Why is my integration test failing while application works?

I have this integration test that controls that a logged in user can't edit another user's data. The code is mostly from Hartl's RoR tutorial. Those 2 tests fail but when I test myself, the application is behaving as expected (I can't open the edit page of another user)

users_controller_test.rb

require 'test_helper'

class UsersControllerTest < ActionController::TestCase

    def setup
        @user = users(:guillaume)
        @other_user = users(:peter)
    end

    ## other tests ##

  test "should redirect edit when logged in as wrong user" do 
    log_in_as(@other_user)
    get :edit, id: @user 
    assert flash.empty?
    assert_redirected_to root_url
  end

  test "should redirect update when logged in as wrong user" do 
    log_in_as(@other_user)
    patch :update, id: @user, user: {name: @user.name, email: @user.email}
    assert flash.empty?
    assert_redirected_to root_url
  end

the lines that fail are the assert and assert_redirect lines

test_helper.rb

ENV['RAILS_ENV'] ||= 'test'
require File.expand_path('../../config/environment', __FILE__)
require 'rails/test_help'
require 'minitest/reporters'
Minitest::Reporters.use!

class ActiveSupport::TestCase
  # Setup all fixtures in test/fixtures/*.yml for all tests in alphabetical order.
  fixtures :all

  # Returns true if a test user is logged in
  def is_logged_in?
    !session[:user_id].nil?
  end

  # Logs in a test user
  def log_in_as(user, options = {})
    password = options[:password]   ||  'password'
    if integration_test?
        post login_path, session: {email: user.email,
                                   password: password}
    else
        session[:user] = user.id 
    end
  end

  private

  # Return true inside an integration test
  def integration_test?
    defined?(post_via_redirect)
  end

end

users_controller.rb

class UsersController < ApplicationController

    before_action :logged_in_user,  only: [:edit, :update]
    before_action :correct_user,    only: [:edit, :update]

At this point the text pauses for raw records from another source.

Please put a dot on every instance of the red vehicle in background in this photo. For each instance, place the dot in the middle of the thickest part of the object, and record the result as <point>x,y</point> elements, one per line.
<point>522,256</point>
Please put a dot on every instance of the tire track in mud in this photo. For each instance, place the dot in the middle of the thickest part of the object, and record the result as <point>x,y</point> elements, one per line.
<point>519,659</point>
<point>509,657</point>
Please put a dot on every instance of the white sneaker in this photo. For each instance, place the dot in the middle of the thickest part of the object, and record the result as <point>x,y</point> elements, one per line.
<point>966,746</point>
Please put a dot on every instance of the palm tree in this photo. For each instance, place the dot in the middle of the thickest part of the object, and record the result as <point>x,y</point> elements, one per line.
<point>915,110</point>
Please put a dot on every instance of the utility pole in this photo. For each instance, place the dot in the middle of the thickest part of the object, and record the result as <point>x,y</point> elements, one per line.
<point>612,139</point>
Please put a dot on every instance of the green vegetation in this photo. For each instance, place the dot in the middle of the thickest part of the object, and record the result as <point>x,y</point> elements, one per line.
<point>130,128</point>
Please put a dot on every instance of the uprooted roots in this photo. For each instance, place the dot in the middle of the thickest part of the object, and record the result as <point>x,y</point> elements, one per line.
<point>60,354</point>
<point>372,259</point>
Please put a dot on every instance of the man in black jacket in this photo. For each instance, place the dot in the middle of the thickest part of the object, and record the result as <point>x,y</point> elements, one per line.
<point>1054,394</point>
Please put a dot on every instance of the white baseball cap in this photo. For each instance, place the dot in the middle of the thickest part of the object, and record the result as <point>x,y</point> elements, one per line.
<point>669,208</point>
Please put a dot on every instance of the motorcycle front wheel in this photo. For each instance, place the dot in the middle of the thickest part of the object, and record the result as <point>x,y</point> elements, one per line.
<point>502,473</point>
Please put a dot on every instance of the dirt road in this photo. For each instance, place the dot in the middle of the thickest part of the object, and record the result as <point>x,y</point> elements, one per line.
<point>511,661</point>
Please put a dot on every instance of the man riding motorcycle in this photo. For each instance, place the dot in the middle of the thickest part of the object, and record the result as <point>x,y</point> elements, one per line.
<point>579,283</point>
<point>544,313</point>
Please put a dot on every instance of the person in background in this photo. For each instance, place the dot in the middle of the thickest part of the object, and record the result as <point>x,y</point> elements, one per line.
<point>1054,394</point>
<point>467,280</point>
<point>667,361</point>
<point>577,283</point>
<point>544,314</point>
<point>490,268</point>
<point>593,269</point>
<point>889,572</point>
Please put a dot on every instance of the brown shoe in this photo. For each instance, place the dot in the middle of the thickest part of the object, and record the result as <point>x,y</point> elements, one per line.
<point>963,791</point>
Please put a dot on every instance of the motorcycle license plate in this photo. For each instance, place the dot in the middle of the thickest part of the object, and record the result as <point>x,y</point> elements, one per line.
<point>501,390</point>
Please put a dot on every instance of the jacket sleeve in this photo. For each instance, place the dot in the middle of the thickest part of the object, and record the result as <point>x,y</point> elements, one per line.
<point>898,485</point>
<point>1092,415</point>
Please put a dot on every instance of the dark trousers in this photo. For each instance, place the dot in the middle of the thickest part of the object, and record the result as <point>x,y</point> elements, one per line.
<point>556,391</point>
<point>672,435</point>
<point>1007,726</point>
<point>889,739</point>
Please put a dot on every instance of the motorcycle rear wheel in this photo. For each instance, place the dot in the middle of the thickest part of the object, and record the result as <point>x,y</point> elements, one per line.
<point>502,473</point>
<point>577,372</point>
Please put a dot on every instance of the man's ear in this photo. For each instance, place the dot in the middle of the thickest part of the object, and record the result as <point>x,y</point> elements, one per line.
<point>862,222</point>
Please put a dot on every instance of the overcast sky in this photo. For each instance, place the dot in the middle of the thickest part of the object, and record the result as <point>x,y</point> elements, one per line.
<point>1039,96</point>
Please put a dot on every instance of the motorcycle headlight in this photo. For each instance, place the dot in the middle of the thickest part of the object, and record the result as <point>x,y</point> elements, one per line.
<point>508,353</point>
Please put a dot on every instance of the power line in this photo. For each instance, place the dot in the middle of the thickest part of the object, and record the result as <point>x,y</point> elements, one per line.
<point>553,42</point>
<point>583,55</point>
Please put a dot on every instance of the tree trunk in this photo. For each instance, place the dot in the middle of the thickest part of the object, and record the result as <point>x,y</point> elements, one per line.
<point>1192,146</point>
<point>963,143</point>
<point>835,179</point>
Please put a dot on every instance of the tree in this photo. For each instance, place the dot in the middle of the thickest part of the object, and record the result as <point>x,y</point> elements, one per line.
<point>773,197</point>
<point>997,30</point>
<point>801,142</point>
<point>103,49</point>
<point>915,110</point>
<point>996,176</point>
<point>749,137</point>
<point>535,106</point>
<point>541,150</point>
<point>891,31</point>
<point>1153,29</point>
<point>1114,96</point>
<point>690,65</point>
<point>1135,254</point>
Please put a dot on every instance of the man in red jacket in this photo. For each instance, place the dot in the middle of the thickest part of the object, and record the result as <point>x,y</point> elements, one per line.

    ## new and create methods here ##

    def edit
        @user = User.find(params[:id])
    end

    def update
        if @user.update_attributes(user_params)
            flash[:success] = "Profile updated"
            redirect_to @user
        else
            render 'edit'
        end
    end

    private

        def user_params
            params.require(:user).permit(:name, 
                                         :email,
                                         :club_id,
                                         :access_key, 
                                         :password,
                                         :password_confirmation)
        end

        ## Before filters ##

        # Confirms a logged-in user
        def logged_in_user
            unless logged_in?
                flash[:danger] = "Please log in."
                redirect_to login_url
            end
        end

        # Confirms a correct user
        def correct_user
            @user = User.find(params[:id])
            redirect_to(root_url) unless current_user?(@user)
        end
end

users.yml

guillaume:
    name: Guillaume
    email: guillaume@example.com
    password_digest: <%= User.digest('password') %>

peter:
    name: Peter
    email: peter@example.com
    password_digest: <%= User.digest('password') %>

I went though the code several times but I can't find what's missing. This is also the first app I'm trying to develop on my own, so for this part, I'm working from Hartl's rails tutorial material.